What makes your art unique?

“I have always been creative, my work is inspired by my childhood memories. But my interest in metal works comes from my father, he is a boiler maker and watching him work over the years plays a huge role in my art creation today. But the main concept that I am working on takes from Platonism.”

What creative projects or pieces are you currently working on?

“I am currently in the process of creating a 3m metal sculpture for a exhibition called “Sculptures on the Cliff” a public sculpturere exhibition that is going to be curated by Gordon Froud. I am also going to be working with Blessing Ngoben on a public sculpture commission.

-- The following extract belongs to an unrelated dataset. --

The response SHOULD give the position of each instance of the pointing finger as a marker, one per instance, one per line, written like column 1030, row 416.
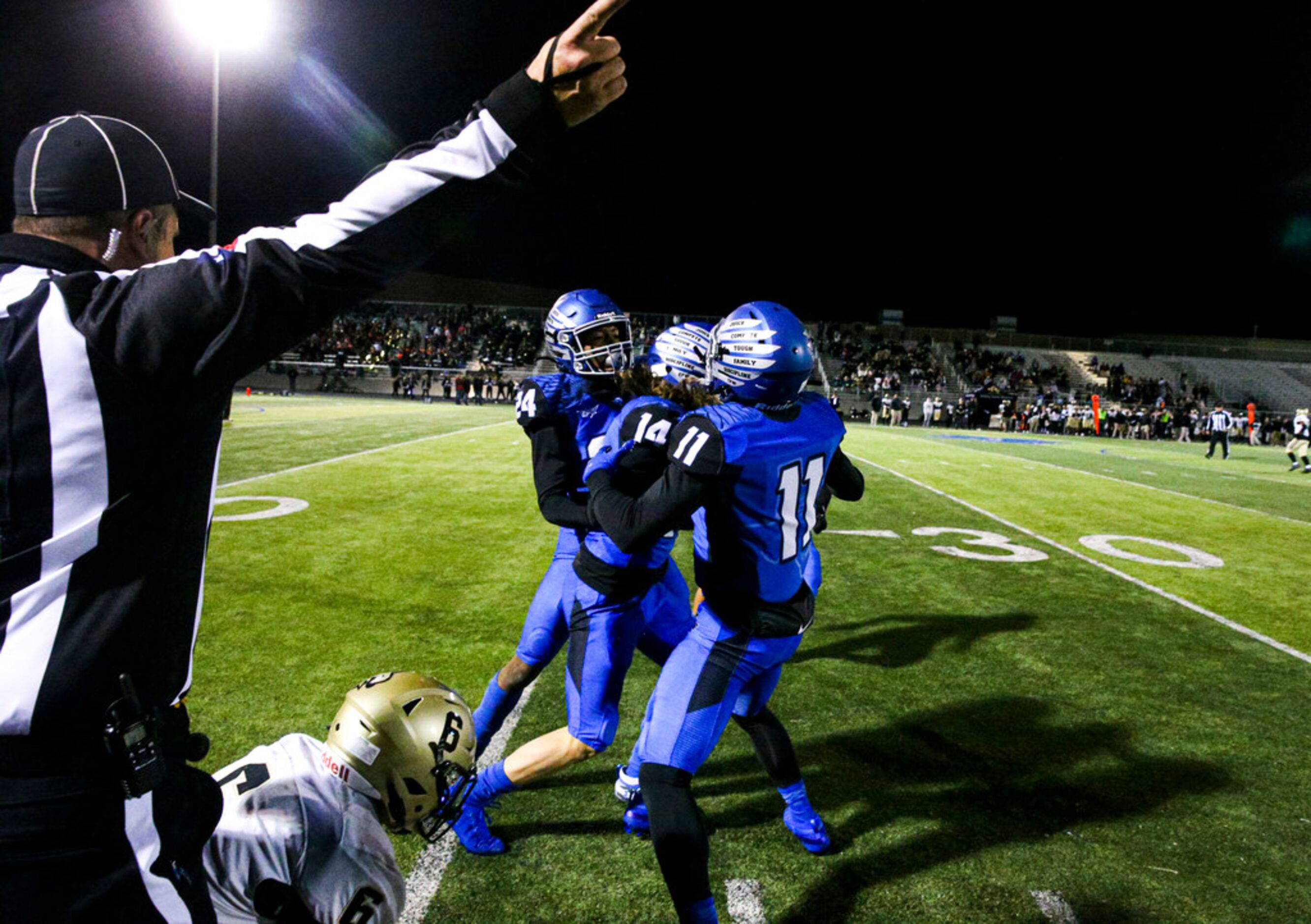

What do you feel the next step should be for the contemporary art industry in South Africa?

“The industry is really energetic and at its peak at the current moment, the quality of work and the commitment of artsists is amazing. The next step is to open up to new fresh artists so that the industry and it’s opportunies can be utilized to its fullest potential in order to grow. I think the industry is in a good space and more investments should be poured into the creation of art.

What would you say to upcoming visual artists to inspire them?

“This is a letter that I had to write to the 22 year old me as part of a charity exhibition curated by Banele Khoza at the Absa Gallery which is currently running until the end of February. This is what I said:
There is still so much to learn and experience. It is an on going journey, take your time to learn and unlearn, have faith that all you learn from the work that you do will benefit you. Put in long hours, read as much as you can and research more. Make mistakes because they will continously evolve you as an artist and human being. It is all part of who you become. It won’t be easy, you will have to make sacrifices, you will have exhibitions, a lot of them but not in all of them you will sell and that will make you question what you are going for. Be prepared to be broke and not have food some nights. You won’t always have money to keep producing more art. Be prepared to reset, readjust and reset yourself every time you fail. Stay on the creative path even though you will wish to quit most of the time. You will push on through.
There is no rush, know your phase and do not compare yourself to other artists. Worry less about not being able to put things together quickly. Explore mediums, enjoy being a creative mind, find a mentor, look for any opportunities that you can be exposed in a creative field. Donate your time if you can. Help someone get ahead and know that the contacts and experience will remain priceless… Be happy all the time.”